O Elat opera uma rede de 110 sensores espalhados pelo País, capazes de mapear a incidência de descargas elétricas com margem de erro de 1 km. Dá para saber em que parte de uma cidade ocorrem mais raios – e a intensidade das descargas. A partir deste ano, esses dados se tornarão mais precisos graças a sensores a bordo de dois satélites. Com esses colaboradores em órbita, Osmar Pinto Jr. e sua equipe poderão mapear mais de 90% dos raios que caem no Brasil.

Desde 2015, o Elat passou a monitorar também as descargas elétricas no interior das nuvens (afinal, a nuvem também tem um polo positivo e um negativo, e pode liberar a própria tensão com uma faísca dentro de si mesma, sem apelar para o chão). Isso permite saber com até 15 minutos de antecedência se um raio vai cair – ou, pelo menos, se há uma grande chance de que isso aconteça. No futuro, talvez seja possível enviar um alerta para quem está em áreas de risco alto. Isso evitaria não só mortes como muitos equipamentos eletrônicos torrados.

Com a ajuda de modelos matemáticos, é possível fazer também previsões a longo prazo, na escala de décadas. Essas deverão ser importantes com o avanço das mudanças climáticas. Com o aumento nas temperaturas médias e a intensificação da urbanização – que forma ilhas de calor nas cidades –, a tendência é de um aumento no número de tempestades (e, por consequência, de raios). Afinal, se o tempo está mais quente, mais água evapora e mais nuvens se formam.
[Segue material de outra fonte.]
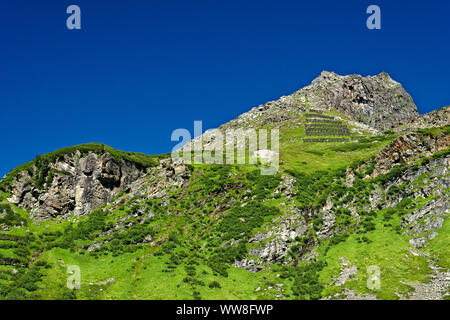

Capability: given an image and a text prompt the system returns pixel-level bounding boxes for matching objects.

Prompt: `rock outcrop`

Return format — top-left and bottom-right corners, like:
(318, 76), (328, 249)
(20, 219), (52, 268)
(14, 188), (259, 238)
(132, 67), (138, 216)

(371, 131), (450, 177)
(392, 105), (449, 132)
(115, 158), (191, 203)
(313, 71), (418, 130)
(7, 151), (148, 220)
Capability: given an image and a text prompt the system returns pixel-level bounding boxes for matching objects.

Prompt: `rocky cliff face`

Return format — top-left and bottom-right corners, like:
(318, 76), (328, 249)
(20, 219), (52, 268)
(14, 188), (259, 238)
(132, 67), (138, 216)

(313, 72), (418, 130)
(399, 156), (449, 248)
(7, 151), (148, 220)
(234, 71), (418, 131)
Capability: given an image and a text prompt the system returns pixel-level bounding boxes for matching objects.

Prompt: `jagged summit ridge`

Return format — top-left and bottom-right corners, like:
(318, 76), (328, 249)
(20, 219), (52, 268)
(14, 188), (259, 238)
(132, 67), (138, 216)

(234, 71), (417, 129)
(304, 71), (417, 130)
(251, 70), (417, 130)
(182, 71), (418, 151)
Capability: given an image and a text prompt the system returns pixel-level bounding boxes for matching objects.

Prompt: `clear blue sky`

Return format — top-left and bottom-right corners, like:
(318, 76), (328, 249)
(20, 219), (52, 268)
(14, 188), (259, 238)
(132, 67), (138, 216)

(0, 0), (449, 176)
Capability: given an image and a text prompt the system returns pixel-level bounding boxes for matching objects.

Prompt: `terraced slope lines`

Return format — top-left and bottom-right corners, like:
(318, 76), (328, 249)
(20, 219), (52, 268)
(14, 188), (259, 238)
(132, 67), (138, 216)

(303, 109), (351, 143)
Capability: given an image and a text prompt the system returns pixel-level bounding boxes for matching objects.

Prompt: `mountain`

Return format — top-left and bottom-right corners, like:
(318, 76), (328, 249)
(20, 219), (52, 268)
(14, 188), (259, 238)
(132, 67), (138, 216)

(0, 72), (448, 300)
(182, 71), (417, 152)
(202, 71), (416, 131)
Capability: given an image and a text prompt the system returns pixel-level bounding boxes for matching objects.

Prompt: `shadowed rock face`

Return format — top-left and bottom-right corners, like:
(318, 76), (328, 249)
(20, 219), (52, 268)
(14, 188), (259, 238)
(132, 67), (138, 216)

(7, 151), (147, 220)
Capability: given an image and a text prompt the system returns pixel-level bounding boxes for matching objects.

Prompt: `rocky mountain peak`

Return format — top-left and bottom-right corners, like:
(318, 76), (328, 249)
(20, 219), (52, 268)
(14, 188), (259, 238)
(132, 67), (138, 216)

(183, 72), (419, 152)
(311, 70), (342, 85)
(297, 71), (417, 130)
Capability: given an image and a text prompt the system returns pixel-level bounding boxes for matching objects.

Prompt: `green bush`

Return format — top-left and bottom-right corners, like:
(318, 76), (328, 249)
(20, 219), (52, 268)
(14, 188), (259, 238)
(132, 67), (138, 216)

(246, 170), (281, 200)
(383, 208), (397, 221)
(216, 202), (280, 242)
(196, 165), (233, 195)
(312, 215), (323, 232)
(208, 280), (222, 289)
(291, 261), (327, 300)
(329, 233), (349, 246)
(288, 168), (346, 210)
(374, 164), (407, 184)
(387, 184), (407, 197)
(208, 243), (247, 277)
(49, 209), (107, 250)
(0, 204), (27, 227)
(0, 265), (45, 299)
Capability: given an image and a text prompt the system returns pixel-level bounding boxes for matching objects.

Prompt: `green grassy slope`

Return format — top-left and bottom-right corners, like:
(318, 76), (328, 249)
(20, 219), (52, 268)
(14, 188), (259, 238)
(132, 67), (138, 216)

(0, 126), (448, 300)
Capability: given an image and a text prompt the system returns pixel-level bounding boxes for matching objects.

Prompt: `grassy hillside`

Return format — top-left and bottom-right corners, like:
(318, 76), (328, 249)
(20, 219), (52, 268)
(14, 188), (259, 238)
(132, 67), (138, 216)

(0, 126), (448, 300)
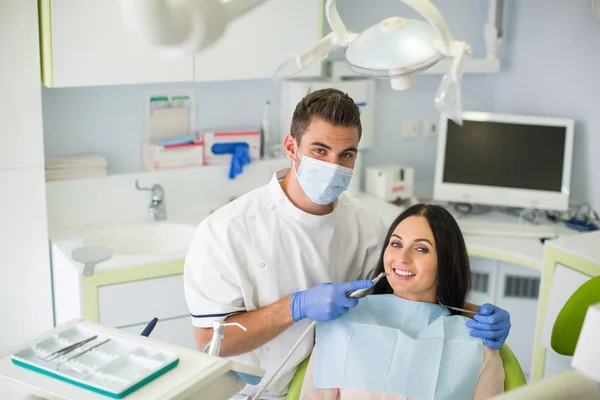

Dados do Inpe de 2002 davam conta de que 55 milhões de raios caíam no Brasil por ano – 30% menos do que os 77,8 milhões atuais. Estima-se que haverá 10% mais raios cada vez que a temperatura global do planeta aumentar 1 °C. E isso, para a humanidade, significa mais danos a estruturas e redes elétricas, mais incêndios naturais em florestas, e uma chance maior de ser atingido por raio – talvez mais de uma vez.